There is a diary on the rec list that should never have made it past the smell test of educated readers. It makes dubious claims without presenting any evidence. It is on the rec list, because it supports what people want to believe is true.
There is no difference in this mentality, and that of a Glen Beck viewer. It is the "tell me what I want to hear" culture, which has overtaken American intellectual discourse.
The target of this attack is Monsanto, and more specifically genetically engineered crops. People hear the phrase genetically engineered, and they default to tales of science fiction. Genetic engineering is older than recorded history, and is also the only reason you're alive today.
Let's start with the greatest of all genetic engineering cultures in our history. The Meso-Americans, who sustained a hundred million people on the two continents, before any European dreamed of the new world.
You may think it a mild event in history, but the cultivation and genetic selection practices of the Americas changed the course of human history. Two particular products resulting from milllenia of genetic engineering were enough to pull much of Europe out of famine. The Europeans were far from thankful.
Maize (corn) actually started out life as a tiny seed on a blade of grass. The potato was little more than a thin root. In what is now Mexico and Peru these two crops were modified over thousands of generations to represent their current form. Maize became the dietary stable of North America. Likewise the potato sustained life high in the mountains of South America.
People marvel at the spiritual wonder of Manchu Picchu, but fail to realize what they are actually seeing in the architecture. Miles and miles of stepped flats cut into the mountain with one purpose. They provide planting beds for potatoes of many varieties. The architecture and agriculture are two sides of the same coin.

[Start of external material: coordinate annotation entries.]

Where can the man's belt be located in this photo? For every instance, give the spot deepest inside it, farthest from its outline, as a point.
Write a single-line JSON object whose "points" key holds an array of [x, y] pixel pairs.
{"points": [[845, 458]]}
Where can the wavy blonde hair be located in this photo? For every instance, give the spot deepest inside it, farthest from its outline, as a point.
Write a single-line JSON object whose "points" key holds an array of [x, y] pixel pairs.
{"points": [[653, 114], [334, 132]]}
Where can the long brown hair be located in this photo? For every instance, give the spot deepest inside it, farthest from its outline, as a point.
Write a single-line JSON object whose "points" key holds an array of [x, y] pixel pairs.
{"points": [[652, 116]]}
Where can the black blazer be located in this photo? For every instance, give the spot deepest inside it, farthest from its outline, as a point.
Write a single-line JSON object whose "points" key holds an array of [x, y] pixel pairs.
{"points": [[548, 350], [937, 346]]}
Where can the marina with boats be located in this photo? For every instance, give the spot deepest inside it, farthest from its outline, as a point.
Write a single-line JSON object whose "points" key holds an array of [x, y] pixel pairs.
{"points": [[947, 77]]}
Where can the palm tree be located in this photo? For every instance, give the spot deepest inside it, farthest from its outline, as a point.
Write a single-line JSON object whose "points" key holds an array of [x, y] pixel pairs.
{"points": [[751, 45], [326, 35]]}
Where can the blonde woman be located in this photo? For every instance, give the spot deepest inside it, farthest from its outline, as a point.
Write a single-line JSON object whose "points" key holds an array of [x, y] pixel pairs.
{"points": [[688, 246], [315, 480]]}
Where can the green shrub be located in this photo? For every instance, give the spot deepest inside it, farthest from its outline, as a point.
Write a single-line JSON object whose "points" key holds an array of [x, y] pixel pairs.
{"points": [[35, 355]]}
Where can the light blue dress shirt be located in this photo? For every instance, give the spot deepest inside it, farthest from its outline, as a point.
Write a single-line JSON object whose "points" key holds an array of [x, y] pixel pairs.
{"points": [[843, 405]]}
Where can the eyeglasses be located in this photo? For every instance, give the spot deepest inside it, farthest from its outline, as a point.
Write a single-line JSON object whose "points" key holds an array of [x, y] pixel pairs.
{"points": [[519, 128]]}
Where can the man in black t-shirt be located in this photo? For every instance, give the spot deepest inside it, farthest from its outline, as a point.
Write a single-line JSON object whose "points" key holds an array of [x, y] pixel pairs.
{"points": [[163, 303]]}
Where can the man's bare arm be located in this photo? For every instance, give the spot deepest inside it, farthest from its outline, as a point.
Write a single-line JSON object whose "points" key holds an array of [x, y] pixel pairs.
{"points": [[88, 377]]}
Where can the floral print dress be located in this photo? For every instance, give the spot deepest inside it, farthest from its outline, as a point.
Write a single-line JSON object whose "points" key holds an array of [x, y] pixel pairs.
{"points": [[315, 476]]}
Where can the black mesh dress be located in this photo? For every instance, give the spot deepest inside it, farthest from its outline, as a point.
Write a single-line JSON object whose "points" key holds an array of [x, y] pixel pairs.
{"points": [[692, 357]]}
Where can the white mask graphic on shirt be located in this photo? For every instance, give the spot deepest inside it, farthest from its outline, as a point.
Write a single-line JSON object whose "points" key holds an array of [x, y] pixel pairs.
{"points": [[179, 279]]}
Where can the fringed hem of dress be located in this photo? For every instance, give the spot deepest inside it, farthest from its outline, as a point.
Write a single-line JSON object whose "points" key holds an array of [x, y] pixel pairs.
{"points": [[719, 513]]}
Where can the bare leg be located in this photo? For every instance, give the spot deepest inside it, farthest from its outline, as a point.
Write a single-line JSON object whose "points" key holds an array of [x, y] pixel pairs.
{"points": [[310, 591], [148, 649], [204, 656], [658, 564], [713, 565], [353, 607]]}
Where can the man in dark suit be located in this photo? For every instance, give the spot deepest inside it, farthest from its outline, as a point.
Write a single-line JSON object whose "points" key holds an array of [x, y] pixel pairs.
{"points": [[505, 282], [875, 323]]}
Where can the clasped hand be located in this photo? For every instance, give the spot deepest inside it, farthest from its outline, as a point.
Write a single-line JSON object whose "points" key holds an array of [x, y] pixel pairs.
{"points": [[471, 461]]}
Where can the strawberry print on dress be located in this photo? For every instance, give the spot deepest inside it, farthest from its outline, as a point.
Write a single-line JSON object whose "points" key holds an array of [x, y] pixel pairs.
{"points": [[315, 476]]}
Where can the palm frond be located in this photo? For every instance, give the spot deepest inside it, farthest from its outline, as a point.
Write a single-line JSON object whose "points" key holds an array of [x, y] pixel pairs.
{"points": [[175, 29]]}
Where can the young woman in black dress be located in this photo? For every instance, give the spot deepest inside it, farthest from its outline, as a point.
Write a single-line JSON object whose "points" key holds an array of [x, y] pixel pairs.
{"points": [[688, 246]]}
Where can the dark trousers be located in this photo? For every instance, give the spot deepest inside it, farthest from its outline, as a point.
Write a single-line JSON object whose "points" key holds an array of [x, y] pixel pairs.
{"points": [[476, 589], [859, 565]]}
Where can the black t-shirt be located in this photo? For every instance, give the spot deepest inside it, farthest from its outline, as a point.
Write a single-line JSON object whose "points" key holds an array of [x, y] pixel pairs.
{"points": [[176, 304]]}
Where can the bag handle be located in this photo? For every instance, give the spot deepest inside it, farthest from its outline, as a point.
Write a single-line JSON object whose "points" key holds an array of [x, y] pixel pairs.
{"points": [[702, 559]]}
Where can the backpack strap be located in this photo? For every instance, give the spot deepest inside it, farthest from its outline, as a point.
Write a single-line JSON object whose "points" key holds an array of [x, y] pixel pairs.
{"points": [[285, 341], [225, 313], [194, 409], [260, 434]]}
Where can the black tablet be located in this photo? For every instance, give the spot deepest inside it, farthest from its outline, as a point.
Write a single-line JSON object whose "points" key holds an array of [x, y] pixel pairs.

How did these people create these essential crops? Well, there is some debate about that, but it is a question science is very interested in answering. What is known is that these crops didn't occur naturally.
Not that genetic engineering wasn't happening across the pond as well. Dogs have been with human beings longer than recorded history, and this was no accident. It is also no accident that there are some many varieties of the species. We did that. Man's best friend has helped us herd and hunt, since we were just tribal peoples trying to survive.
Horses and all beasts of burden share a similar story. All are species resulting from genetic selection by the human beings caring for them.
You, I and the rest of civilization owe our lives to the our ability to manipulate the world around us. Unlike other species competing with Mr. Darwin's cold harsh world, we don't always have to adapt to the world around us. Rather we've learned how to adapt it to us.
If a corporation is harming the human population, I'm the first to cry foul. But don't let agenda politics take out positive science in the process. From an ecological stand point, the best thing for humans to do is have as small of a footprint as possible. This translates to one grand concept. "Yield".
Agriculture is by and far the most lethal attack on any ecology. Even the corn and the potato took their toll on the ecologies of their time. Where I now live in the Rogue Valley of Oregon, farms are constantly being expanded. Wineries and organic produce is the goal, largely because of the profitability of the two crops. This places enormous pressure on the water coming of the mountains.
Over the mountain to the west they grow cranberries. To harvest them, they must flood huge areas to create bogs. In doing so they fundamentally alter the local ecology for generations.
Well, that is fine. This is America after all, and we can afford our indulgences. But in the long game, this type of low yield farming isn't sustainable. To create farmland, you must destroy a functional part of a regions life system.
So once again we will have to adapt the world to our needs. We must make our agriculture more productive, while using less space. We must find away to increase yield without doing more ecological damage in the process. The answer will be found where it has always been found. In the DNA of the crop we are working with.